[![Open In Colab](https://colab.research.google.com/assets/colab-badge.svg)](https://colab.research.google.com/github/weaviate/recipes/blob/main/integrations/llm-agent-frameworks/llamaindex/simple-query-engine/simple-query-engine.ipynb)

In [None]:
%pip install -U weaviate-client llama-index llama-index-vector-stores-weaviate llama-index-embeddings-openai

In [3]:
import os
import openai
import weaviate
from weaviate import classes as wvc

from llama_index.core import SimpleDirectoryReader
from llama_index.core.node_parser import SimpleNodeParser
from llama_index.vector_stores.weaviate import WeaviateVectorStore
from llama_index.core import VectorStoreIndex, StorageContext, Settings

from llama_index.embeddings.openai import OpenAIEmbedding


# global
Settings.embed_model = OpenAIEmbedding(model="text-embedding-3-small")

# Lets set the OPENAI key
# os.environ["OPENAI_API_KEY"] = "sk-key"
openai.api_key = os.environ["OPENAI_API_KEY"]

In [None]:
client = weaviate.connect_to_embedded(
    headers={
        "X-OpenAI-Api-Key": os.environ["OPENAI_API_KEY"]
    }
)

# client = weaviate.connect_to_local(
#     headers={
#         "X-OpenAI-Api-Key": os.environ["OPENAI_API_KEY"]
#     }
# )

In [5]:
client.collections.delete("BlogPost")

collection = client.collections.create(
    name="BlogPost",
    description="Blog post from the Weaviate website",
    vectorizer_config=wvc.config.Configure.Vectorizer.text2vec_openai(),
    generative_config=wvc.config.Configure.Generative.openai(model="gpt-3.5-turbo"),
    properties=[
        wvc.config.Property(name="content", data_type=wvc.config.DataType.TEXT)
    ]
)

In [6]:
documents = SimpleDirectoryReader('../data-loaders-episode1/data').load_data()
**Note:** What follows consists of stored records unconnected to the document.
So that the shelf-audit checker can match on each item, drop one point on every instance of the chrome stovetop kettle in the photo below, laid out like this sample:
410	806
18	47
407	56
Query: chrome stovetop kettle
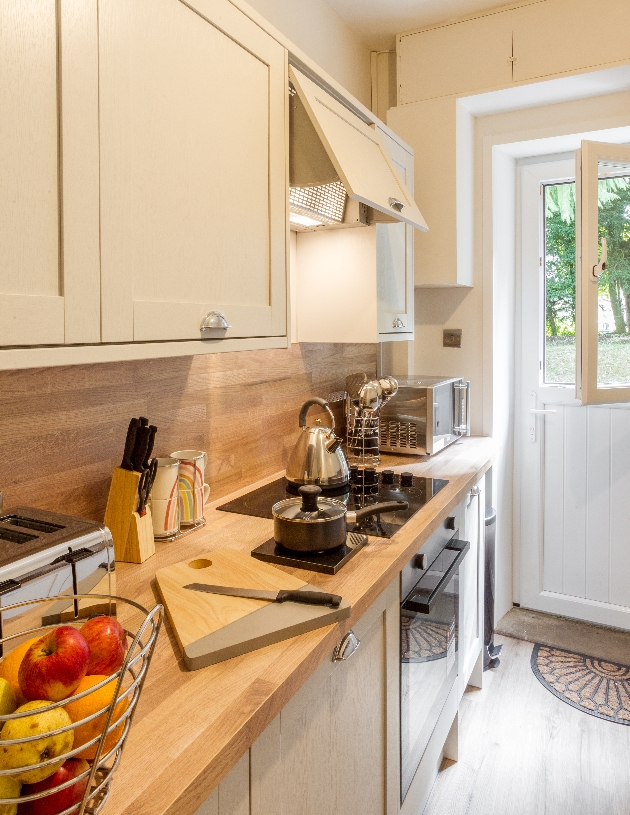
317	457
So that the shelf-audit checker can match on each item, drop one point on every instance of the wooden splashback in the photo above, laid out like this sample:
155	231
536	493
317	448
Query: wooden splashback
62	430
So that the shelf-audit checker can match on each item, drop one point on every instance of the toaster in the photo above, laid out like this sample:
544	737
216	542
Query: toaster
43	554
425	415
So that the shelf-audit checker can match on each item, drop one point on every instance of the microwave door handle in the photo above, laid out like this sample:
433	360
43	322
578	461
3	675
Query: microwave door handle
426	606
462	426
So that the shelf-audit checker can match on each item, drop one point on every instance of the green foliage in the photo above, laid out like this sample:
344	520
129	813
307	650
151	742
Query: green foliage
614	225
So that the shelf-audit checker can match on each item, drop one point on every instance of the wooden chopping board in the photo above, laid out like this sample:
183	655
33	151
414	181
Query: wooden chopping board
212	627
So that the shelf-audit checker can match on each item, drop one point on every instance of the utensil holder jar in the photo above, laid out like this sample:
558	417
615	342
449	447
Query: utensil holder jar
127	681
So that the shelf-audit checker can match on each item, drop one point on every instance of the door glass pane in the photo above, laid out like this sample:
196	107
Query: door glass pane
559	275
613	347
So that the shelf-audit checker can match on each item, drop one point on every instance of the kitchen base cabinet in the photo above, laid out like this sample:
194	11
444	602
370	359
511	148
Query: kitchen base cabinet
471	585
334	748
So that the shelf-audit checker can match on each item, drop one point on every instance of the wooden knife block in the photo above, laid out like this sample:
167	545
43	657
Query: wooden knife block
132	534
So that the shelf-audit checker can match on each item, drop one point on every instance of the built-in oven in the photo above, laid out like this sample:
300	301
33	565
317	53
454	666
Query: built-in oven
428	646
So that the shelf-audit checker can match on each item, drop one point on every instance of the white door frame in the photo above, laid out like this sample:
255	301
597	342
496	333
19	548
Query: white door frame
532	464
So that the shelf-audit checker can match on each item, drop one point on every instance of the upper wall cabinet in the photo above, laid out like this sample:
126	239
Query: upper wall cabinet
454	58
561	35
49	276
193	171
394	258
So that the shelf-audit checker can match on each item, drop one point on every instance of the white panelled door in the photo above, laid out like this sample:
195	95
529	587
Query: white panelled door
573	462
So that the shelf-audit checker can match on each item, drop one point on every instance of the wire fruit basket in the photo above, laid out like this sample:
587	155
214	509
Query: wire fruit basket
116	715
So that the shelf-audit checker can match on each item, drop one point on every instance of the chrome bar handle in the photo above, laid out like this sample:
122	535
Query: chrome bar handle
462	428
346	647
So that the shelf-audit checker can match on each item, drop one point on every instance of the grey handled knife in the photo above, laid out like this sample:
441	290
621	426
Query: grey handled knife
315	598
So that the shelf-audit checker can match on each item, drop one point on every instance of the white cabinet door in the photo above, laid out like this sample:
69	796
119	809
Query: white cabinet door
458	57
471	582
394	259
193	170
49	285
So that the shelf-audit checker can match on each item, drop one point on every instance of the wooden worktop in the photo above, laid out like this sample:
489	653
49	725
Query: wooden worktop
191	728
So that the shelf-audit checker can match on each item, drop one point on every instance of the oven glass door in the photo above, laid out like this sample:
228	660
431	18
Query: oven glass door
428	655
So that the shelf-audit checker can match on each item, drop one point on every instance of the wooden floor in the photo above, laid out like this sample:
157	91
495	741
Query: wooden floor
524	752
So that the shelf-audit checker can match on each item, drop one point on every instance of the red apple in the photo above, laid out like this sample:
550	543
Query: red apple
108	645
57	801
54	665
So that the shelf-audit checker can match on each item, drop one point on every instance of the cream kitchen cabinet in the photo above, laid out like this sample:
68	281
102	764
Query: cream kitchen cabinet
334	748
143	178
357	284
457	57
443	257
192	171
559	36
49	262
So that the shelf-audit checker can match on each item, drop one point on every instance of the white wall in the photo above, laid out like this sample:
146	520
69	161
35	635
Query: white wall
315	28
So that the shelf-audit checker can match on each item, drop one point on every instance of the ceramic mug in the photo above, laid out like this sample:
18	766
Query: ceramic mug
165	498
165	516
193	491
191	504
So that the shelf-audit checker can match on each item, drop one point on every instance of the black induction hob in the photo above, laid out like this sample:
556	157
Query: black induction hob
366	487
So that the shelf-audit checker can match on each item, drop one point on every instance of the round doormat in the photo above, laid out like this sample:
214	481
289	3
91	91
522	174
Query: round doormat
589	684
422	640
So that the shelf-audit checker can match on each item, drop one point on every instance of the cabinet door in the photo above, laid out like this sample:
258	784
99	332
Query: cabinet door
458	57
558	36
471	575
394	259
339	733
193	170
49	287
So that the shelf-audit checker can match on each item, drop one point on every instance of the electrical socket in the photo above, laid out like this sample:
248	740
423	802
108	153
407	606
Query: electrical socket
452	338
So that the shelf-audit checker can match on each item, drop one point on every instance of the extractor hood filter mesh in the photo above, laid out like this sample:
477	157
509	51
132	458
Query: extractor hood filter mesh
326	202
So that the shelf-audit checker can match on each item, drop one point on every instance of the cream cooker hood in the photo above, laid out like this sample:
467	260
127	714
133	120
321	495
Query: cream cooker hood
339	167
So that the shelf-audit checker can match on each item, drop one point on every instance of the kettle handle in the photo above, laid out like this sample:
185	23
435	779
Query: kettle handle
315	401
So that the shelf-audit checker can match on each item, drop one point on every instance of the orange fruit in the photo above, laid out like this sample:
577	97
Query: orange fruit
10	665
93	702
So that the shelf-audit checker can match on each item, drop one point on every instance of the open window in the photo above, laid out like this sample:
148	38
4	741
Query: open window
603	273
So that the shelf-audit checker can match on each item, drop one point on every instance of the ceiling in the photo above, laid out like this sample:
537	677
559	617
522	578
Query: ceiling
377	22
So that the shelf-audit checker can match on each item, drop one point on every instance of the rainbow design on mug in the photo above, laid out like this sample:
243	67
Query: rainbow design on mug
190	475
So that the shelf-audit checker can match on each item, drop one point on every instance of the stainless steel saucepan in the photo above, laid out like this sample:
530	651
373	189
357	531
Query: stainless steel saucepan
313	523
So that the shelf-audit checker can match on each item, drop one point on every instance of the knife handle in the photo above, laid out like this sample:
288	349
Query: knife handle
314	598
127	463
147	458
140	448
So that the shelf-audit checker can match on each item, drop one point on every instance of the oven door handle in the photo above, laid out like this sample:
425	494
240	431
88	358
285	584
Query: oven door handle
425	605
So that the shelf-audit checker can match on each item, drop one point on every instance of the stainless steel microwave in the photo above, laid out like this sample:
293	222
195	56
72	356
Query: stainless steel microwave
425	415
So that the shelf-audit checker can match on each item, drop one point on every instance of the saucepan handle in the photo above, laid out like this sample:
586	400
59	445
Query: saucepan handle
375	509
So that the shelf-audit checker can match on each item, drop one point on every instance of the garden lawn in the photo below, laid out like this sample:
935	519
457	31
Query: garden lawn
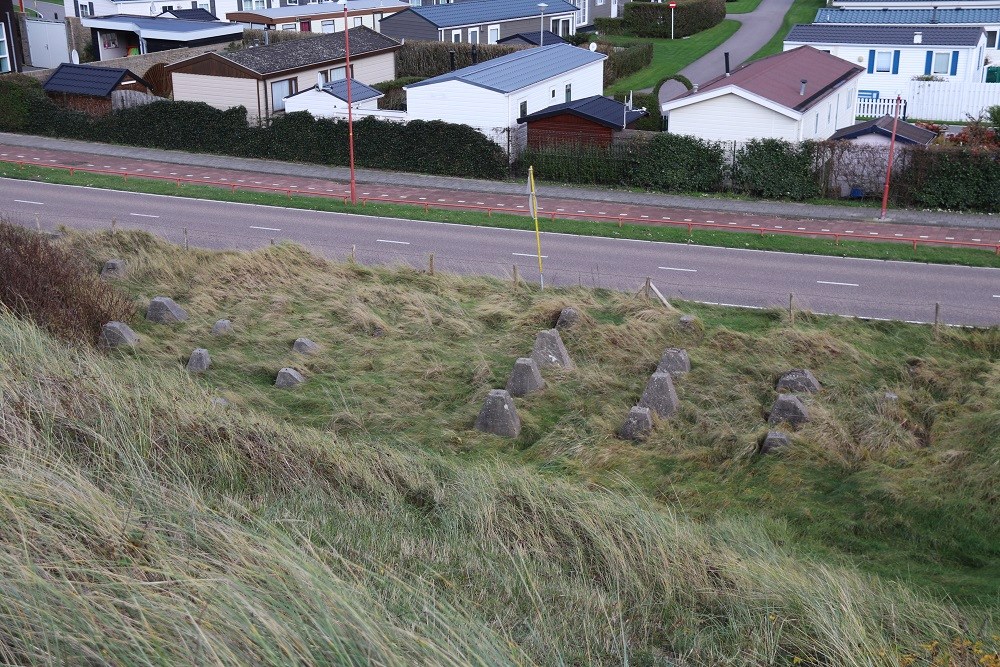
670	56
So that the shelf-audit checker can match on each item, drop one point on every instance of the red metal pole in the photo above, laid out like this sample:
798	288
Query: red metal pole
892	152
350	115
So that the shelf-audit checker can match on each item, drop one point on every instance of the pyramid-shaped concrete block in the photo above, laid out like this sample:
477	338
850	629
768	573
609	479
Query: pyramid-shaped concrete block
798	380
660	395
637	425
550	351
305	346
117	334
288	378
199	361
113	268
525	378
222	327
568	317
499	416
674	361
163	310
788	408
774	441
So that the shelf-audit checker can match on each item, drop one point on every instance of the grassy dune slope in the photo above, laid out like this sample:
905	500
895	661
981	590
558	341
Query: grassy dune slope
360	520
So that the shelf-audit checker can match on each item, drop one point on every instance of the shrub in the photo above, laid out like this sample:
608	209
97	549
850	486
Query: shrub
426	59
775	169
625	61
646	19
18	95
55	288
680	163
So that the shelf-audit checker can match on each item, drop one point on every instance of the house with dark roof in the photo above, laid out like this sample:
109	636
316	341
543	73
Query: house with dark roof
260	78
125	35
536	38
491	96
593	121
893	55
799	94
322	17
481	21
91	89
878	131
987	18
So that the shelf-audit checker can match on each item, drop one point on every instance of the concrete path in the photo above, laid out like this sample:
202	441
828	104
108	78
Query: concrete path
756	29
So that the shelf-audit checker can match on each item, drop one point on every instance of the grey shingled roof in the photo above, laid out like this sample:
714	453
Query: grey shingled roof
869	35
488	11
87	80
520	69
309	51
905	132
977	16
597	108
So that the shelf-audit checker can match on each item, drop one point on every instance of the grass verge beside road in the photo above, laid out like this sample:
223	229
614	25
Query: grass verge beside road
670	56
801	11
884	250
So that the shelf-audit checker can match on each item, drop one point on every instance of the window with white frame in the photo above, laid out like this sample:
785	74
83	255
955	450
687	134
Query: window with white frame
4	53
883	61
280	90
942	62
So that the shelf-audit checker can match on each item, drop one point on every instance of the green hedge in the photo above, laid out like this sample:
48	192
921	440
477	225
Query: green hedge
623	62
776	169
424	59
419	146
647	19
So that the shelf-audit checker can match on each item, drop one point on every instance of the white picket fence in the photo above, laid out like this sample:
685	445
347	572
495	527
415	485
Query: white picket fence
936	100
950	101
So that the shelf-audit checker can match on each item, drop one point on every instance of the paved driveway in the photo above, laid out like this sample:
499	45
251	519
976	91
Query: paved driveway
756	29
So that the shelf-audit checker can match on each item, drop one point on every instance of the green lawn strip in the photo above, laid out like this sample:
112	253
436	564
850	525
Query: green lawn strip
801	11
885	250
670	56
741	6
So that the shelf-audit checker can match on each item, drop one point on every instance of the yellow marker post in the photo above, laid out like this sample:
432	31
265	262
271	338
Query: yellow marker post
533	205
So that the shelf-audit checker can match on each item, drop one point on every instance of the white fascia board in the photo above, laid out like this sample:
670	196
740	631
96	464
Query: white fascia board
732	90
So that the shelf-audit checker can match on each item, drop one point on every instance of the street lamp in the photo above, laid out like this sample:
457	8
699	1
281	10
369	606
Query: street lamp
350	115
541	24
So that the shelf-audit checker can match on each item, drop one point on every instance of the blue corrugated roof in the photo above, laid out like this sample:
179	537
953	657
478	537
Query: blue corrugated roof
521	69
929	16
877	35
487	11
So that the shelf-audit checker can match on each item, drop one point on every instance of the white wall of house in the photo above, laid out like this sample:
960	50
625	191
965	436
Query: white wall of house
893	67
489	111
732	117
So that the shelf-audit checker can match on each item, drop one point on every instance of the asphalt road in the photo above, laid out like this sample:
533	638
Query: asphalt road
864	288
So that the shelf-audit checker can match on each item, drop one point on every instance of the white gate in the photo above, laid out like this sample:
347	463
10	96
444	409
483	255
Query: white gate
47	43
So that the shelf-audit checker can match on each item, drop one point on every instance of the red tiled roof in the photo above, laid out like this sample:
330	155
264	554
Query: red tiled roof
779	77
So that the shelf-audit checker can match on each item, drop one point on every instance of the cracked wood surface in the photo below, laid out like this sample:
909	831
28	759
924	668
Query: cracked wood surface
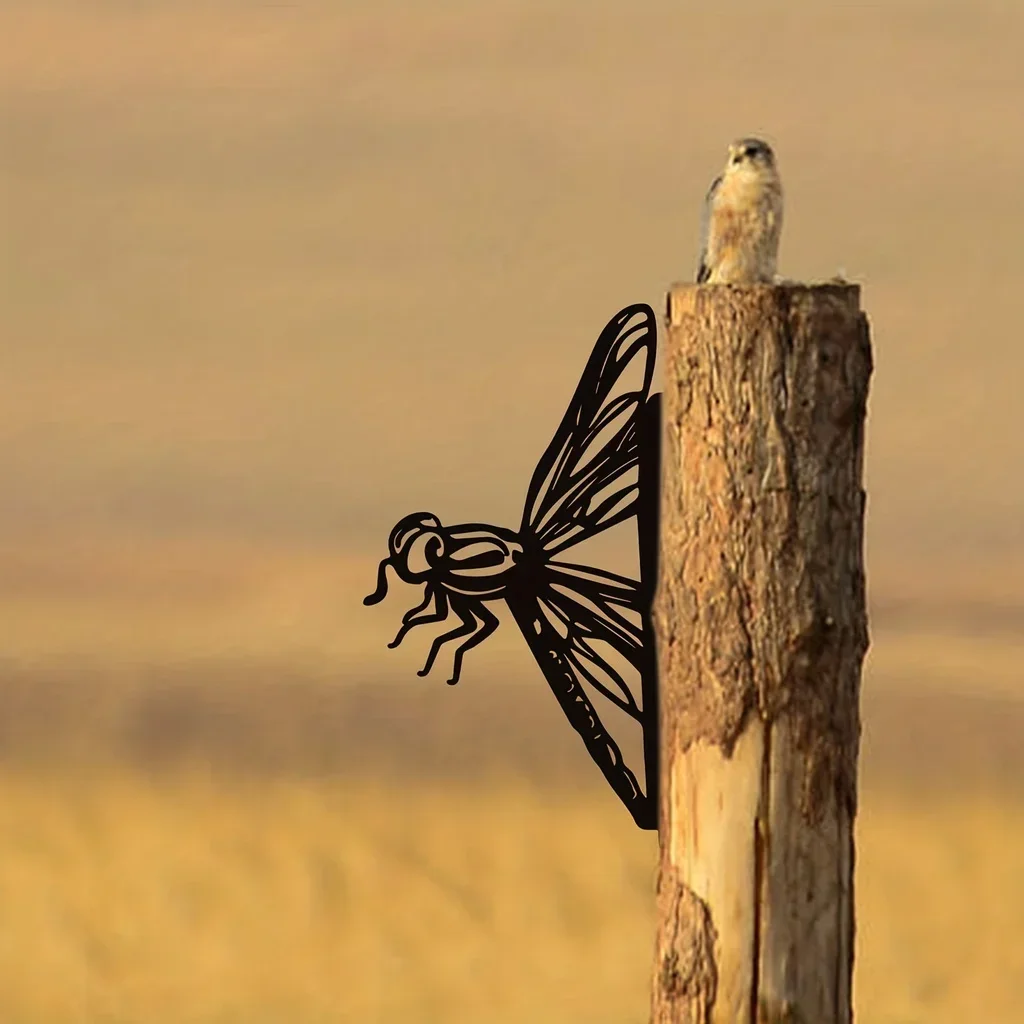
761	625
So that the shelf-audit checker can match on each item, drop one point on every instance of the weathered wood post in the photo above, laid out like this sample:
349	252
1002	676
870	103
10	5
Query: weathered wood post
761	629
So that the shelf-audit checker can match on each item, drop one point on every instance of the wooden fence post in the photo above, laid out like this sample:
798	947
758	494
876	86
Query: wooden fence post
761	627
# chunk up the blog posts into nodes 
parser = SimpleNodeParser()
nodes = parser.get_nodes_from_documents(documents)

In [7]:
parser = SimpleNodeParser()
nodes = parser.get_nodes_from_documents(documents)
print("Number of nodes:", len(nodes))
print(nodes[0])

Number of nodes: 9
Node ID: 99fbe400-8ca8-4ed3-8ada-13bb9c428967
Text: title: What is Ref2Vec and why you need it for your
recommendation system  Weaviate 1.16 introduced the
[Ref2Vec](/developers/weaviate/modules/retriever-vectorizer-
modules/ref2vec-centroid) module. In this article, we give you an
overview of what Ref2Vec is and some examples in which it can add
value such as recommendations or representing long ...


In [8]:
# Let's name our index properly as BlogPost, as we will need it later.
vector_store = WeaviateVectorStore(
    weaviate_client=client, index_name="BlogPost"
)
storage_context = StorageContext.from_defaults(vector_store=vector_store)
index = VectorStoreIndex.from_documents(
    documents, storage_context=storage_context
)

In [9]:
# now, at any time, we can get our vector store and query it.

vector_store = WeaviateVectorStore(
    weaviate_client=client, index_name="BlogPost"
)

loaded_index = VectorStoreIndex.from_vector_store(vector_store)

query_engine = loaded_index.as_query_engine()
response = query_engine.query("What is the intersection between LLMs and search?")
print(response)

The intersection between LLMs and search lies in the challenge of finding suitable representations for long objects, particularly text documents that exceed the input limit of Deep Transformer Neural Networks. This motivates the interest in Hybrid Search techniques that combine Vector Search with algorithms like BM25, which is well-suited for handling text sequences longer than 512 tokens. Ref2Vec can play a role in addressing this challenge by helping to represent long documents effectively in search applications.